The channel features a variety of content, including lessons, performances, and interviews with prominent drummers. Each year starting in 2023, Drumeo hosts the Drumeo Awards, where they honor the most notable drummers in music as voted by its members. Notable award winners include Eloy Casagrande, Tré Cool and Alex Van Halen.

== Reception ==
Drumeo has received positive reviews for its comprehensive content and high-quality instruction. MusicRadar praised the platform for its extensive library of lessons and courses from renowned drummers, as well as its high-quality production and broad range of subjects. Drumeo was the runner-up for the Drum Magazine Drummie award for Education Site in 2013 before winning in 2014 and 2015. Jon Hadusek of Consequence called the For the First Time video series "highly entertaining", mentioning in particular a video in which Dream Theater drummer Mike Portnoy challenged host Brandon Toews to play the band's then-unreleased single "Midnight Messiah". Hadusek wrote of the video, that though Toews was skilled, it seemed tough for him to mimick Portnoy's parts precisely. Emily Carter of Kerrang! called the series "awesome." These sessions can be particularly difficult and time-consuming for drummers; Portnoy had, in an earlier session, been asked to play "Pneuma" by Tool, to which he reacted, "This makes Dream Theater sound like fuckin' Weezer. With all due respect to Weezer. I love Weezer. But this is crazy!" Spencer Kaufman, also of Consequence, praised Portnoy's attempt and also wrote that the series was getting to be so popular online that it attracted musical acts from all over the world.

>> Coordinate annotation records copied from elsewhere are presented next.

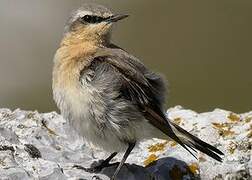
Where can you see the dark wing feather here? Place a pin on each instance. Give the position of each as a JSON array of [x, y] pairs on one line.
[[147, 90]]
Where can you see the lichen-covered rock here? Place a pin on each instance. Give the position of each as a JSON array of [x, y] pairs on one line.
[[42, 146]]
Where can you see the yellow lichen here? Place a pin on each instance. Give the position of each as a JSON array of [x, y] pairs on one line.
[[150, 159], [234, 117], [224, 129], [173, 143], [202, 159], [220, 125], [249, 135], [157, 147], [232, 147], [177, 120], [194, 168], [248, 119]]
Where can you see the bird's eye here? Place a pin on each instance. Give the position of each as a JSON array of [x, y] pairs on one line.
[[91, 19]]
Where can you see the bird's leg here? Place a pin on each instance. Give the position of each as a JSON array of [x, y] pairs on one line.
[[125, 156], [98, 167]]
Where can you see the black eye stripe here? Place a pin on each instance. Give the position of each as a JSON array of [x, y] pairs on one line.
[[92, 19]]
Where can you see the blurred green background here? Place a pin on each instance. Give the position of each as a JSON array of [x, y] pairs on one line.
[[202, 47]]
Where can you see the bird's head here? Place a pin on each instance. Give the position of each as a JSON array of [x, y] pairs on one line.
[[91, 22]]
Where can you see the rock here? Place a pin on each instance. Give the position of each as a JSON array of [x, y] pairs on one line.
[[42, 146]]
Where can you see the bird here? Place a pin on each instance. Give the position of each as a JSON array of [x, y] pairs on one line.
[[109, 96]]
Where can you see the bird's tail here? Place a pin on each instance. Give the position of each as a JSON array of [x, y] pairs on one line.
[[195, 143]]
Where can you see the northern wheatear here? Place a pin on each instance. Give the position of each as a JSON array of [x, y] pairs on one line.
[[108, 96]]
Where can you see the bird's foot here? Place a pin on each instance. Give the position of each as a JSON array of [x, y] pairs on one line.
[[96, 166]]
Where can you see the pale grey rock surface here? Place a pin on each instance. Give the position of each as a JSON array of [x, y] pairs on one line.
[[41, 146]]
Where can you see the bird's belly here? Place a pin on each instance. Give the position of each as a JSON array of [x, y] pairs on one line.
[[84, 112]]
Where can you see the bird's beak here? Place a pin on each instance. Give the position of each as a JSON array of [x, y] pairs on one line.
[[116, 17]]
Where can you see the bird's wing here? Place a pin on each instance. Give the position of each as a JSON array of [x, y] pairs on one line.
[[146, 90]]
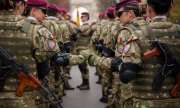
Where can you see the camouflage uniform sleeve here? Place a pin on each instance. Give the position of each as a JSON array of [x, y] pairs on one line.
[[96, 34], [75, 59], [95, 60], [65, 32], [53, 27], [85, 30], [44, 44], [72, 28], [127, 47]]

Drumeo's YouTube channel, launched on July 11, 2007, has become a significant resource for drummers worldwide. In 2018, the company had about 10,000 active Drumeo membership subscribers, close to 390,000 Facebook followers and more than 700,000 YouTube subscribers. As of March 2024, Drumeo supported over 50,000 active drum students and had over six million followers on social media, and as of July 2025, the channel boasted over 4.88 million YouTube subscribers and more than 1.1 billion video views shared across over 2,000 videos. Jenny Lee of the Vancouver Sun wrote that Drumeo's website received around 40,000 visitors per day in 2013. The Globe and Mail writer Jeffrey Jones estimates that Drumeo generates tens of millions of dollars per year, adding that Drumeo employs "the latest digital tech" for students who view their instructional content through subscriptions. According to him, Falk estimates that the secret to his success is "embracing the culture of music". Drummers, he says, tend to understand each other better; while performing, they tend to lay down a rhythmic foundation while vocalists and other musicians tend to take up most of the attention onstage.